150 anak yang telah dirujuk belum bisa menempati rumah-rumah tersebut. Mereka tetap berada dalam bahaya, tidur di lingkungan yang tidak stabil dan tidak aman, sementara dua belas rumah indah yang telah dibangun untuk anak-anak masih kosong dan belum bisa dihuni.
Pusat Kesejahteraan Anak Peduli Anak, sebuah proyek yang telah dikerjakan hampir lima tahun, kini 95% telah rampung. Ruang kelas sudah siap, para ibu asuh telah dilatih, dan dua belas rumah indah berdiri kokoh. Namun sayangnya, semua rumah itu belum dilengkapi perabotan. Tanpa ranjang dan perlengkapan penting lainnya, fasilitas ini masih belum siap digunakan sepenuhnya.
"Ada 150 anak yang sudah menunggu untuk tinggal di pusat ini. 150 anak lainnya dari desa sekitar siap untuk bersekolah dan makan bersama kami setiap hari," ungkap Chaim Joel Fetter.

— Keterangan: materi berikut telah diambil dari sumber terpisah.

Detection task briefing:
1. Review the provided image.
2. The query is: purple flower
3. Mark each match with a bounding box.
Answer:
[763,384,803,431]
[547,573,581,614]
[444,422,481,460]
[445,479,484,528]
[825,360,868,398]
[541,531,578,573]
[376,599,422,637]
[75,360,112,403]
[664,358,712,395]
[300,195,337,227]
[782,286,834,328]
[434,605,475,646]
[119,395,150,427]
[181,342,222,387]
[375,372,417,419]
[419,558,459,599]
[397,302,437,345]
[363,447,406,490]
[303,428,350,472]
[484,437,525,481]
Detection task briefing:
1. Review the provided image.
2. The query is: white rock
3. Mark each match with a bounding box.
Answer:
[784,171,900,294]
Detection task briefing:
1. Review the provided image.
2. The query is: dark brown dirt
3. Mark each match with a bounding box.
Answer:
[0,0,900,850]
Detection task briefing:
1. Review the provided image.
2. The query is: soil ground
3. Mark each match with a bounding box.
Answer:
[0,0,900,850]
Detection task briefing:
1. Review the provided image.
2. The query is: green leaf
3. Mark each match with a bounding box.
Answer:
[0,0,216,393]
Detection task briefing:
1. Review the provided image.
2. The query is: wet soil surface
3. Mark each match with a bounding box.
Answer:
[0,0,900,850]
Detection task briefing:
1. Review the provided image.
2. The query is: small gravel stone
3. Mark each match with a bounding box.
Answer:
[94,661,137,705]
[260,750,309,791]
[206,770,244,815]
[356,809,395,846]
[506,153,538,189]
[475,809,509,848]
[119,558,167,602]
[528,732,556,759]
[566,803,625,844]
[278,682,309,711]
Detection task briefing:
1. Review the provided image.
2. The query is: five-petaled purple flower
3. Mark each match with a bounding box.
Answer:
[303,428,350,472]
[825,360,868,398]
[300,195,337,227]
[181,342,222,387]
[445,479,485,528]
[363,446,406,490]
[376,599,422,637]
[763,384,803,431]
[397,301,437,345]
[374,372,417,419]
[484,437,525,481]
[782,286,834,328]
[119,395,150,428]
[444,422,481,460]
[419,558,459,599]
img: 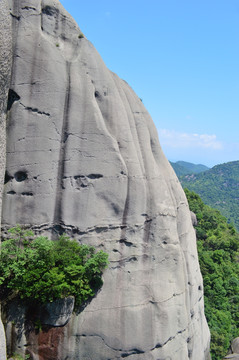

Hingga kini, lebih dari 8.000 orang Indonesia telah berdonasi. Anak-anak sekolah mengadakan penggalangan dana dengan menjual aksesori buatan mereka, seperti gelang dan kalung dari manik-manik. Banyak masyarakat turut menyumbang setelah mengetahui misi kami melalui media sosial. Beberapa pemilik usaha lokal juga menyelenggarakan acara penggalangan dana.
"Ini telah menjadi proyek milik bersama. Bahkan orang-orang yang belum pernah ke Sumbawa ikut menyumbang, karena mereka percaya pada apa yang sedang kami lakukan," ujarnya.
“Dukungan itu sangat berarti bagi kami dan anak-anak di Lombok, dan kami percaya semangat tersebut tetap hidup hingga kini,” sambungnya.